An important consideration in the assessment of many development applications is whether the relevant floor space ratio (FSR) controls have been complied with.

Clause 4.5 of the Standard Instrument—Principal Local Environmental Plan (Standard Instrument), which is found in many LEPs around the state, contains provisions for the calculation of FSR.

The provisions are somewhat complex and ambiguously drafted. For instance, clause 4.5(6) of the Standard Instrument provides that:

The site area for proposed development must not include a lot additional to a lot or lots on which the development is being carried out unless the proposed development includes significant development on that additional lot. 

[our emphasis]

The meaning of the phrase “significant development” has  been subject to limited judicial consideration. One of the few cases of which we are aware is the decision of Brown C in Antoniades Architects Pty Ltd v Canada Bay City Council [2014] NSWLEC 1019. In that matter, the Commissioner found that the construction of an access driveway and garbage bin storage area did not constitute “significant” development for the purposes of cl. 4.5(6).

In the recent decision of TK Commercial Property Holdings Pty Ltd v Canterbury-Bankstown Council [2017] NSWLEC 144, Robson J considered the meaning of the phrase “significant development” in the context of clause 4.5(6).
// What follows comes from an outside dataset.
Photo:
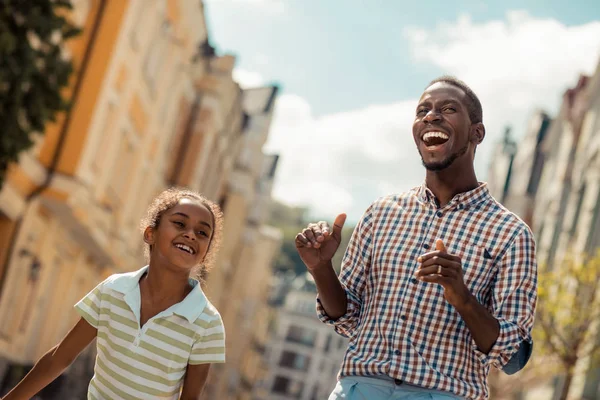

The application in this case sought consent for  multi-dwelling housing, involving the construction of 9 townhouses, as well as the retention of an existing residential flat building. The development was proposed over three lots, referred to as No. 18, No. 20 and No. 22.  The applicant proposed to consolidate the lots.

The works on No. 20 and No. 22 included the demolition of two existing dwellings and the construction of 9 townhouses, as well as basement car parking, landscaping, and associated development for the townhouses. The existing residential flat building was located on No. 18 and the works proposed on this lot included limited improvements, such as excavation at the rear, the construction of a masonry stairway, new pathways and ramps, and the installation of sewer and drainage infrastructure.

The parties disagreed on the appropriate way to calculate the development’s gross floor area (GFA), and therefore its FSR. Council contended that No. 18 should not be included in the calculation of the site area, as no “significant development” was to take place on that lot.

The applicant submitted that all three lots should be included in the calculation of the site area, as the lots were joined by common boundaries (in reliance on clause 4.5(3) of the Canterbury Local Environment Plan 2012) and because the works on No. 18 were significant.

In considering these submissions, Robson J found that No 18 was ‘capable of being incorporated into the site area by cl 4.5(6)’ [96] and that the proposed works on No 18  constituted “significant development” for the purposes of cl 4.5(6)“.

Although his Honour did not provide detailed reasons for his conclusion on this point, it appears that the word “significant” in cl. 4.5(6) should not be interpreted as meaning significant in the context of the development as a whole, but rather refers to any development which could be significant when considered in isolation, that is, on the lot in question.

It is hard to tell from the judgment the full extent of the works that were proposed on No.  18 and each case will differ depending on its particular facts.  The Department of Planning and Environment’s former Practice Note – Height and Floor Space (PN 08-001) suggested that a “complete refurbishment” of a lot containing an existing building was required in order for the lot to be included in the FSR calculation.  Based upon this decision it would appear that something less than a complete refurbishment will be sufficient.

This would be the case even though those works are completely unrelated in substance to the substantive development being carried out.